Meanwhile, a recent report from the Africa Center for Strategic Studies said: “Russia has arguably expanded its influence in Africa in recent years more than any other external actor. These engagements extend from deepening ties in North Africa, expanding its reach in the Central African Republic and the Sahel, and rekindling Cold War ties in southern Africa.”
The center, which is a Pentagon academic institution that studies African security issues, said Russia “typically relies on irregular (and frequently extralegal) means to expand its influence -- deployment of mercenaries, disinformation, election interference, support for coups and arms for resources deals.”
A recent example of that kind of influence is the Wagner Group, a Russian private military company that’s used mercenaries and criminals for paramilitary purposes around the world, including Africa. Wagner has carried out operations in Syria, for example, in support of President Bashar Assad. Wagner has also operated in Sudan, the Central African Republic, Libya and Mali. The group became widely known after it began fighting for Russia following Moscow’s invasion of Ukraine in early 2022.

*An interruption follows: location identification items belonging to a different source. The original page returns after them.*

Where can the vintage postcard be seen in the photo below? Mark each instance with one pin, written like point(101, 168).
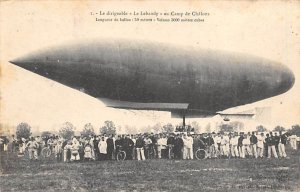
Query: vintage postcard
point(149, 95)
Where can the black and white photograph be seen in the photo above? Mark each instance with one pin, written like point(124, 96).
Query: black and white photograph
point(149, 95)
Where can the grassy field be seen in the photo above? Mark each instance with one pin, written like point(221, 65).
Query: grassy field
point(18, 174)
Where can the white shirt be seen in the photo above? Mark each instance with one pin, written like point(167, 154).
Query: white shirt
point(102, 147)
point(260, 141)
point(234, 141)
point(246, 141)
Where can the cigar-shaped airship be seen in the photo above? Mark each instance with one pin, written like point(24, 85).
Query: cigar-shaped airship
point(153, 76)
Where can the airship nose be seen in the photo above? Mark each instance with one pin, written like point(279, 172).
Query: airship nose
point(26, 63)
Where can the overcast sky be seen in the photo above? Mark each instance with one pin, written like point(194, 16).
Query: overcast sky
point(265, 29)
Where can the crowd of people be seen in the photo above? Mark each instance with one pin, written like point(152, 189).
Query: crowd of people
point(157, 146)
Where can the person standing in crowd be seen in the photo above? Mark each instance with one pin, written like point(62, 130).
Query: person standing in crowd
point(110, 147)
point(13, 144)
point(58, 151)
point(217, 140)
point(293, 141)
point(161, 145)
point(223, 146)
point(68, 151)
point(74, 150)
point(39, 140)
point(32, 146)
point(209, 141)
point(234, 146)
point(246, 143)
point(260, 145)
point(94, 142)
point(281, 145)
point(22, 146)
point(276, 140)
point(128, 146)
point(140, 148)
point(148, 143)
point(1, 144)
point(102, 146)
point(178, 145)
point(133, 139)
point(253, 144)
point(241, 146)
point(88, 152)
point(188, 147)
point(271, 145)
point(170, 143)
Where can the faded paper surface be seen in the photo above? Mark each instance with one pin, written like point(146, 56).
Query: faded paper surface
point(268, 29)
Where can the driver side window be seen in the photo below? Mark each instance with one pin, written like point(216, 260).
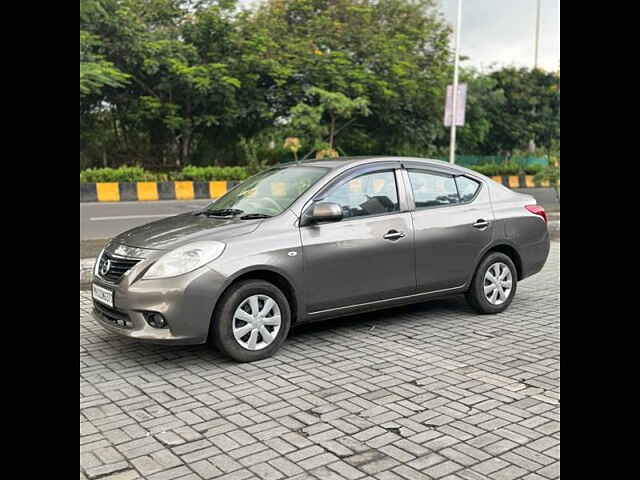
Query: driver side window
point(369, 194)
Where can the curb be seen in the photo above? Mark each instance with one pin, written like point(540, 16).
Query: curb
point(153, 191)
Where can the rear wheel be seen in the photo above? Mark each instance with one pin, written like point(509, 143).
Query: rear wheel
point(494, 284)
point(251, 322)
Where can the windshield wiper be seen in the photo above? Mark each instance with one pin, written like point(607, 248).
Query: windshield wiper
point(225, 212)
point(254, 216)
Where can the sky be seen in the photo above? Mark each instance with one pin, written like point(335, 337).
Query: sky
point(502, 32)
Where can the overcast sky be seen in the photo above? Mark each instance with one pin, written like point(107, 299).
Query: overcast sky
point(503, 31)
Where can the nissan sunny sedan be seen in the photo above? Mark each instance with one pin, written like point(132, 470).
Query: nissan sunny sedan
point(319, 240)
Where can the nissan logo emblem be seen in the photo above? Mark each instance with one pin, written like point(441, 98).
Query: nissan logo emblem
point(106, 266)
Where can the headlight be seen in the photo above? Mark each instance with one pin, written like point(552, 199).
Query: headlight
point(185, 259)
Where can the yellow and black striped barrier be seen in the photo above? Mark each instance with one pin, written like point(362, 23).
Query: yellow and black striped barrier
point(153, 191)
point(520, 181)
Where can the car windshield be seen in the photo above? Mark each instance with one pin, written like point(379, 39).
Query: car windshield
point(269, 193)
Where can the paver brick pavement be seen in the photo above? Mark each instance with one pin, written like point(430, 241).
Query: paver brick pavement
point(422, 392)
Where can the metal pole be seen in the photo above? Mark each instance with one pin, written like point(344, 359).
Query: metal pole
point(538, 34)
point(456, 72)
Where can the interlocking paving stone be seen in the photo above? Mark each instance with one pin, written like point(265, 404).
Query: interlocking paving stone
point(426, 391)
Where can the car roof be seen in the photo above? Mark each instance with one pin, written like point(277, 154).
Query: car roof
point(338, 163)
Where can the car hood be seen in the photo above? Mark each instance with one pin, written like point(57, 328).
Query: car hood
point(172, 232)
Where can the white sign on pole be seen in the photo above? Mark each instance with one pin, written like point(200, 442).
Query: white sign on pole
point(461, 105)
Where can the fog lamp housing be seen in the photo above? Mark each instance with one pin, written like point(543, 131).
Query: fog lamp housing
point(155, 320)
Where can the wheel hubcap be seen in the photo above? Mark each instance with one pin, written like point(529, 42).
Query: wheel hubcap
point(256, 322)
point(498, 283)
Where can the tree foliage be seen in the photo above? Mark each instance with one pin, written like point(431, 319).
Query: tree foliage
point(167, 83)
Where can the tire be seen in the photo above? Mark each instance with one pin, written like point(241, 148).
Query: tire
point(476, 296)
point(226, 322)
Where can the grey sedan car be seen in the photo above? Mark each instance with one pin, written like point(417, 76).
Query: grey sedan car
point(319, 240)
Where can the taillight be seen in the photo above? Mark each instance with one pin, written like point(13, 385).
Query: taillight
point(537, 210)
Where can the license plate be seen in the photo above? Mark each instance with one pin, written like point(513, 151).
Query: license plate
point(103, 295)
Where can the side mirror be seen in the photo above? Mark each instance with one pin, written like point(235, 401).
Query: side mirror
point(324, 212)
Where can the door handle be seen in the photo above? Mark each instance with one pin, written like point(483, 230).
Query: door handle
point(481, 224)
point(394, 235)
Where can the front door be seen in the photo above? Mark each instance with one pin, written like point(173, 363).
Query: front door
point(453, 224)
point(366, 257)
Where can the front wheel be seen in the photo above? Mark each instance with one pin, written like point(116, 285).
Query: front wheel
point(494, 284)
point(251, 322)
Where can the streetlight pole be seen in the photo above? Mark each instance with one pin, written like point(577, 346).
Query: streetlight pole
point(538, 34)
point(456, 73)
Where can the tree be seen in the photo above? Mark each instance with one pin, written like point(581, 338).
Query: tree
point(320, 119)
point(531, 109)
point(394, 53)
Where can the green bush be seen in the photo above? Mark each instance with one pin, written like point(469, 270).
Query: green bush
point(138, 174)
point(122, 174)
point(210, 174)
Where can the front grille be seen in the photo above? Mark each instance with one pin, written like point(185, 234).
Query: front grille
point(113, 316)
point(117, 268)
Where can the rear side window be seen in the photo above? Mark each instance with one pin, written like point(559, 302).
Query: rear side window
point(433, 190)
point(468, 188)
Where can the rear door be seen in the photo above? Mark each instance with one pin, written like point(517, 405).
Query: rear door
point(453, 222)
point(369, 255)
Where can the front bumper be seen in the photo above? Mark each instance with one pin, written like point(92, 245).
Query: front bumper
point(186, 302)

“Russia’s influence in Africa is here to stay,” the Center For Strategic and International Studies, a Washington think tank that studies security issues, said in a report last month. “While the U.S.-led effort to form a global coalition aimed at isolating Russia internationally has indeed strengthened the transatlantic alliance, it has not yet fully convinced the rest of the world, including countries on the African continent, to break ties with Moscow.”
Russia is the chief arms supplier to Africa, accounting for 40% of African imports of major weapons systems between 2018 and 2022, more than the U.S., the report said.
Since becoming President Joe Biden’s defense secretary in early 2021, Austin has repeatedly expressed alarm at the widening influence of China and Russia across Africa.
“China is expanding its military and economic footprint -- and seeking to build bases in Africa and to undermine U.S. relations with African peoples, governments, and militaries. Meanwhile, Russia is peddling cheap weapons and backing mercenary forces,” Austin said recently. “We are committed to ensuring that Africa enjoys the protections of the international rules and norms that advance all of our safety and prosperity. And that gives the nations of Africa a clear-eyed choice of partners.”